Tang Min, Jiang Shan, Huang Xiaoming, Ji Chunxia, Gu Yexin, Qi Ying, Xiang Yi, Yao Emmie, Zhang Nancy, Berman Emma, Yu Di, Qu Yunjia, Liu Longwei, Berry David, Yao Yu
Shanghai University of Traditional Chinese Medicine, Shanghai, China.
Department of NanoEngineering, University of California San Diego, La Jolla, CA, USA.
Cell Discov. 2024 Apr 9;10(1):39. doi: 10.1038/s41421-024-00650-7.

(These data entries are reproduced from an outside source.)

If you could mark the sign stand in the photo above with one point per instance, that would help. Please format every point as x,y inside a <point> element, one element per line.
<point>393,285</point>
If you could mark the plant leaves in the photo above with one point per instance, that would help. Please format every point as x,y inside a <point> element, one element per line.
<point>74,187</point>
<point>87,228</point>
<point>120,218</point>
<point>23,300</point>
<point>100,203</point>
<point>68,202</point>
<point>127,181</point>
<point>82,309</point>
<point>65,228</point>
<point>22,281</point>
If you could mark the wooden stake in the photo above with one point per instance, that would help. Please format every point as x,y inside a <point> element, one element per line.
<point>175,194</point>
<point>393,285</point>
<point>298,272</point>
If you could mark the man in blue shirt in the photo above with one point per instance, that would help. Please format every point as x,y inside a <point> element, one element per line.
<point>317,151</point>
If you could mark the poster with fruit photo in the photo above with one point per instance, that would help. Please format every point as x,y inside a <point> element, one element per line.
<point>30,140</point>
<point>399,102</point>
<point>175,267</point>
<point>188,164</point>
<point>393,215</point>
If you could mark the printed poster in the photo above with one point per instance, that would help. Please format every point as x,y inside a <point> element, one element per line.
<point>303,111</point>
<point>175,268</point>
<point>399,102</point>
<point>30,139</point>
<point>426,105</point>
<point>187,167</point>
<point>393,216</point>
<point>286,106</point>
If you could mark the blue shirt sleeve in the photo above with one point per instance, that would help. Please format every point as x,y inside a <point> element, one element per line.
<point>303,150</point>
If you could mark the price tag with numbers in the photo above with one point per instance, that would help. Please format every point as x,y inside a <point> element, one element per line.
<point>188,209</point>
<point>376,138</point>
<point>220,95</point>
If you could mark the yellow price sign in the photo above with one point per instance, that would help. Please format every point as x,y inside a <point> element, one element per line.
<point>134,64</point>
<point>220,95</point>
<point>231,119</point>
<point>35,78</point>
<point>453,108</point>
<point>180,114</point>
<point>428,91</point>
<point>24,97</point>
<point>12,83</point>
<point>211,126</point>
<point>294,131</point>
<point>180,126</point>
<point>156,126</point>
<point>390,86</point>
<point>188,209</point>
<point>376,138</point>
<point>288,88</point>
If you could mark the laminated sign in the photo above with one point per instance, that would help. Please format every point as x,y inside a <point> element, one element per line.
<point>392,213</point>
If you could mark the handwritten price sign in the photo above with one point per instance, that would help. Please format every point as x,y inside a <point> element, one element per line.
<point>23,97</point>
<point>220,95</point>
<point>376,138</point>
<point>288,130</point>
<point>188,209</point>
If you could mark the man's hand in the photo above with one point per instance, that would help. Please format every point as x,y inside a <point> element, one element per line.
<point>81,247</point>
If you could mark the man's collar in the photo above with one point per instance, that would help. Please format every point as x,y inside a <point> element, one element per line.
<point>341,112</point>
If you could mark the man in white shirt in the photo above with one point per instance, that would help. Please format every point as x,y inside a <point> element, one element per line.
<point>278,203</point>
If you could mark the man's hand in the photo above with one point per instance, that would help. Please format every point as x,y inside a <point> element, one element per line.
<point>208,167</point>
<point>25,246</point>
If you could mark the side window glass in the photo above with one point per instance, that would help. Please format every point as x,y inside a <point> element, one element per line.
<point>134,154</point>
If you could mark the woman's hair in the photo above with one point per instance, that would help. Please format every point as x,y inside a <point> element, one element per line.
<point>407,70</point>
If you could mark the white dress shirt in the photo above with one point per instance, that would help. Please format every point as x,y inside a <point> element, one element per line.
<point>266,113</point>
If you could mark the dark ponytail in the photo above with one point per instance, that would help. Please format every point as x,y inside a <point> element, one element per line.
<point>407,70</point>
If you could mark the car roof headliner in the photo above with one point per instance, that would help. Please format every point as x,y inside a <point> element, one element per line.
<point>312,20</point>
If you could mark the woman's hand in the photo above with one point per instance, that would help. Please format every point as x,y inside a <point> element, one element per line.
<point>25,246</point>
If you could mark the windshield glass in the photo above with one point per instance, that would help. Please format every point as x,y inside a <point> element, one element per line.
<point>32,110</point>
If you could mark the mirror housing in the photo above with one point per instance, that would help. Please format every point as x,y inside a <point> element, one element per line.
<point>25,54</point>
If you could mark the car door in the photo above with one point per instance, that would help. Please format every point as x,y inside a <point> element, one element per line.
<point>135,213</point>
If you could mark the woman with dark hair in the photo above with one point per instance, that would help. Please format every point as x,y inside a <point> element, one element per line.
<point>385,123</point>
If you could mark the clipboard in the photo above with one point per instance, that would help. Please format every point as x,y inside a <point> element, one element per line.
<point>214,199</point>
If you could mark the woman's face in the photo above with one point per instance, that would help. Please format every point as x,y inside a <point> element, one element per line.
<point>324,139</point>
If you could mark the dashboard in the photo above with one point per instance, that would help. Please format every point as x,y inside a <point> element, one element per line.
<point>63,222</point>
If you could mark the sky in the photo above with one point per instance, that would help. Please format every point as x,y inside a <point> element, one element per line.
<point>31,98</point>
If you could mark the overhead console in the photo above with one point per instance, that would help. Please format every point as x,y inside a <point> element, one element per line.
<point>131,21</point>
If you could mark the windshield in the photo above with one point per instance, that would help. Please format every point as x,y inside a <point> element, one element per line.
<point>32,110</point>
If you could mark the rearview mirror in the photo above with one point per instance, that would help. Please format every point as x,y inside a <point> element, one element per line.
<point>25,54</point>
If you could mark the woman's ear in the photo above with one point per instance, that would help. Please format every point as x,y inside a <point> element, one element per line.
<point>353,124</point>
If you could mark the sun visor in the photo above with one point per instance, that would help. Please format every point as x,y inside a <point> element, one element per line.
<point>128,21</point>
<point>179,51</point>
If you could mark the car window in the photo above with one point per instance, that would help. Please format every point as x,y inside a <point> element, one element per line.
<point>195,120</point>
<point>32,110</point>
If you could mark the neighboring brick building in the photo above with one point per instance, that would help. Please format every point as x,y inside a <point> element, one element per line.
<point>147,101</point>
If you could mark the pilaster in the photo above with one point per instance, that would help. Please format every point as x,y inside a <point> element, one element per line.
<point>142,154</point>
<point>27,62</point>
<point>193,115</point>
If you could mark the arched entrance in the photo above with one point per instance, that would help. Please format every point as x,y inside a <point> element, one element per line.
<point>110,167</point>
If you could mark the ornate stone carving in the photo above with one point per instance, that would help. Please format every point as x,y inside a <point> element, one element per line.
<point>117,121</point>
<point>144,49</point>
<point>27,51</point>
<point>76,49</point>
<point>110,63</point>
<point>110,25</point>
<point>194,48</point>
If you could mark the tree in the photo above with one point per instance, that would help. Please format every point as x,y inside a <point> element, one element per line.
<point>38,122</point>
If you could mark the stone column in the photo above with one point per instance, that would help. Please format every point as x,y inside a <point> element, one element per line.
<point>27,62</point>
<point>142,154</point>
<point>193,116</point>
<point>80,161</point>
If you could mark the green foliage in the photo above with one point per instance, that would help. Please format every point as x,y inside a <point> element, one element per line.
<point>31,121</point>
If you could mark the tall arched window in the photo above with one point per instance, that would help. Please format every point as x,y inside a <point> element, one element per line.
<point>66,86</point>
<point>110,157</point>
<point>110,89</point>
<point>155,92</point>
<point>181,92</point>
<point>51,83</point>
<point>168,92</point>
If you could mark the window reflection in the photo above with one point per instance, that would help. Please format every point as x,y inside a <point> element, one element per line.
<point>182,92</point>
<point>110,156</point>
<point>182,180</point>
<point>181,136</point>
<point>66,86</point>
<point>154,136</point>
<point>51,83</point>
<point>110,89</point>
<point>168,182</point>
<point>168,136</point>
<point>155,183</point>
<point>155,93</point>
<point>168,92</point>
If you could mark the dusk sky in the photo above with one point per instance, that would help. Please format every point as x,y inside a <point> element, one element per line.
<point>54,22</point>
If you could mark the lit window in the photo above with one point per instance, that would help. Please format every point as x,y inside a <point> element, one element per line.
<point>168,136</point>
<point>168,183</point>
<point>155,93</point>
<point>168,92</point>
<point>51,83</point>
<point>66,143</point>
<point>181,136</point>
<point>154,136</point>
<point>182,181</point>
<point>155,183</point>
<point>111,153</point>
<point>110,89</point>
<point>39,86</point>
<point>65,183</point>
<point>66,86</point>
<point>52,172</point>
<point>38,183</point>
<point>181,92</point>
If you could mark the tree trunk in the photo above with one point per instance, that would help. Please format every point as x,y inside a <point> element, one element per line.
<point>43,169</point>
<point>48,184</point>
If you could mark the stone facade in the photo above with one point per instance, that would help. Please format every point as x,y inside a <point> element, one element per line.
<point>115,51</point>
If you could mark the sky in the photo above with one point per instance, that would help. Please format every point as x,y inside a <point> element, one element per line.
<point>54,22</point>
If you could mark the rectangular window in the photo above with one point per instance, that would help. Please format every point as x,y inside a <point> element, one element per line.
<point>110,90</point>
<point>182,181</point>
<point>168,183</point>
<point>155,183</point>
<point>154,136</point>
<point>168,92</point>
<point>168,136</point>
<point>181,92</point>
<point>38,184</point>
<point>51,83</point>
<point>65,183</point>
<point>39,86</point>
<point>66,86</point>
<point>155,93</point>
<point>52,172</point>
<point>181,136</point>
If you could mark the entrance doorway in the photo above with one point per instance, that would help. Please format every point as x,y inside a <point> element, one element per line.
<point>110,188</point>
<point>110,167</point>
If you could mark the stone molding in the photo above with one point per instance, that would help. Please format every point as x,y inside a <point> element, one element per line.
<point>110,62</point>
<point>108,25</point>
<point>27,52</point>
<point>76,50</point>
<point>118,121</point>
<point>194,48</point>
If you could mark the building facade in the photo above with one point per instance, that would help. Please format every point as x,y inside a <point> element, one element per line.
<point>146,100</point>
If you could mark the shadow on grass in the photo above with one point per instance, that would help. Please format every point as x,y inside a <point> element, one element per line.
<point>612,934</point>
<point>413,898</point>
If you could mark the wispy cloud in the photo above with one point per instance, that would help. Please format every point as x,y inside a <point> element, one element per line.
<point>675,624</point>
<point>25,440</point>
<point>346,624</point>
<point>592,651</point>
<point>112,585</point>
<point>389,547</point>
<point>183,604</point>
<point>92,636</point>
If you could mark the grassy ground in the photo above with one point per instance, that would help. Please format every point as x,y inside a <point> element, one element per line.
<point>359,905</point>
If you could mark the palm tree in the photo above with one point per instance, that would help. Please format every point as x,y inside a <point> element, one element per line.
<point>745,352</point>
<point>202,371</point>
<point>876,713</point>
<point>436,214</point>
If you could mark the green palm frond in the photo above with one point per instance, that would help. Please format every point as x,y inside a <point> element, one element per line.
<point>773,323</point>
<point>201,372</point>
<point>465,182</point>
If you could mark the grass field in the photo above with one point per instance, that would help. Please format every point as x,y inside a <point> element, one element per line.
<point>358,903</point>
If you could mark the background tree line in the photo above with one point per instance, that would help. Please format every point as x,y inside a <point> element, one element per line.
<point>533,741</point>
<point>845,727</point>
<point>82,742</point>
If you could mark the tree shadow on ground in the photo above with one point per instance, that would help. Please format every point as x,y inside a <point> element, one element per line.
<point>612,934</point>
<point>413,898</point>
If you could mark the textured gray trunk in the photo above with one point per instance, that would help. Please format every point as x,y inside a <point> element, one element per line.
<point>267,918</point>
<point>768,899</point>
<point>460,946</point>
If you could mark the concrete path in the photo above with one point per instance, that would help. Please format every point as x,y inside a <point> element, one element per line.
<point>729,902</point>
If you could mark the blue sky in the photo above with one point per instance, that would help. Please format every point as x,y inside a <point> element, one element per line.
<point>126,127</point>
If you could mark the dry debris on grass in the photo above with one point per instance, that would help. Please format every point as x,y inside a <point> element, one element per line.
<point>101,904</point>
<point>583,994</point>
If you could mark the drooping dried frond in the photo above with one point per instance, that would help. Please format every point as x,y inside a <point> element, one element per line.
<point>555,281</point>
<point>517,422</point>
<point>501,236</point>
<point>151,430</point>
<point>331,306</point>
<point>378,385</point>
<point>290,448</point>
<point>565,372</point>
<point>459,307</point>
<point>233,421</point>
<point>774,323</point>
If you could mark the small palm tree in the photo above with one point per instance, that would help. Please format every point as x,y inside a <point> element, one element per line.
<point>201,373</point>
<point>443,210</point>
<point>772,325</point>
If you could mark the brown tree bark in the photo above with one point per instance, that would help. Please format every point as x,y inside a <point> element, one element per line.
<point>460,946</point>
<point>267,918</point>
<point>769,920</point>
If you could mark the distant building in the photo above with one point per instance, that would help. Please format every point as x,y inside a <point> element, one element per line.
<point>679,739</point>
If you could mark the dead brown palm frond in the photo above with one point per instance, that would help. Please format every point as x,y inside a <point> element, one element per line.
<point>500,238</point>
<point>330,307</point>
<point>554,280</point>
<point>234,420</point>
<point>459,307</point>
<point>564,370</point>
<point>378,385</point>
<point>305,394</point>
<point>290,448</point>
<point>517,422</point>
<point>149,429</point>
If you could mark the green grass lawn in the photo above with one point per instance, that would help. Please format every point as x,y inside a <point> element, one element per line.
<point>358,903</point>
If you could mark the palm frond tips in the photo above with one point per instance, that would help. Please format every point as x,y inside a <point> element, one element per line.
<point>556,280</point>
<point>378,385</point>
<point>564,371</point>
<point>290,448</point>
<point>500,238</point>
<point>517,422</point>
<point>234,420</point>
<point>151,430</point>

Glioma, with its heterogeneous microenvironments and genetic subtypes, presents substantial challenges for treatment prediction and development. We integrated 3D bioprinting and multi-algorithm machine learning as a novel approach to enhance the assessment and understanding of glioma treatment responses and microenvironment characteristics. The bioprinted patient-derived glioma tissues successfully recapitulated molecular properties and drug responses of native tumors. We then developed GlioML, a machine learning workflow incorporating nine distinct algorithms and a weighted ensemble model that generated robust gene expression-based predictors, each reflecting the diverse action mechanisms of various compounds and drugs. The ensemble model superseded the performance of all individual algorithms across diverse in vitro systems, including sphere cultures, complex 3D bioprinted multicellular models, and 3D patient-derived tissues. By integrating bioprinting, the evaluative scope of the treatment expanded to T cell-related therapy and anti-angiogenesis targeted therapy. We identified promising compounds and drugs for glioma treatment and revealed distinct immunosuppressive or angiogenic myeloid-infiltrated tumor microenvironments. These insights pave the way for enhanced therapeutic development for glioma and potentially for other cancers, highlighting the broad application potential of this integrative and translational approach.
胶质瘤因其异质性微环境和基因亚型,在治疗预测和开发方面面临重大挑战。我们将3D生物打印和多算法机器学习整合为一种新方法,以加强对胶质瘤治疗反应和微环境特征的评估与理解。生物打印的患者来源的胶质瘤组织成功重现了天然肿瘤的分子特性和药物反应。然后,我们开发了GlioML,这是一种机器学习工作流程,它结合了九种不同算法和一个加权集成模型,该模型生成了强大的基于基因表达的预测因子,每个预测因子都反映了各种化合物和药物的不同作用机制。在包括球体培养、复杂的3D生物打印多细胞模型和3D患者来源组织在内的各种体外系统中,集成模型的性能超过了所有单个算法。通过整合生物打印,治疗的评估范围扩展到了T细胞相关疗法和抗血管生成靶向疗法。我们确定了有前景的胶质瘤治疗化合物和药物,并揭示了不同的免疫抑制或血管生成性髓系浸润肿瘤微环境。这些见解为加强胶质瘤及可能其他癌症的治疗开发铺平了道路,突出了这种整合性和转化性方法的广泛应用潜力。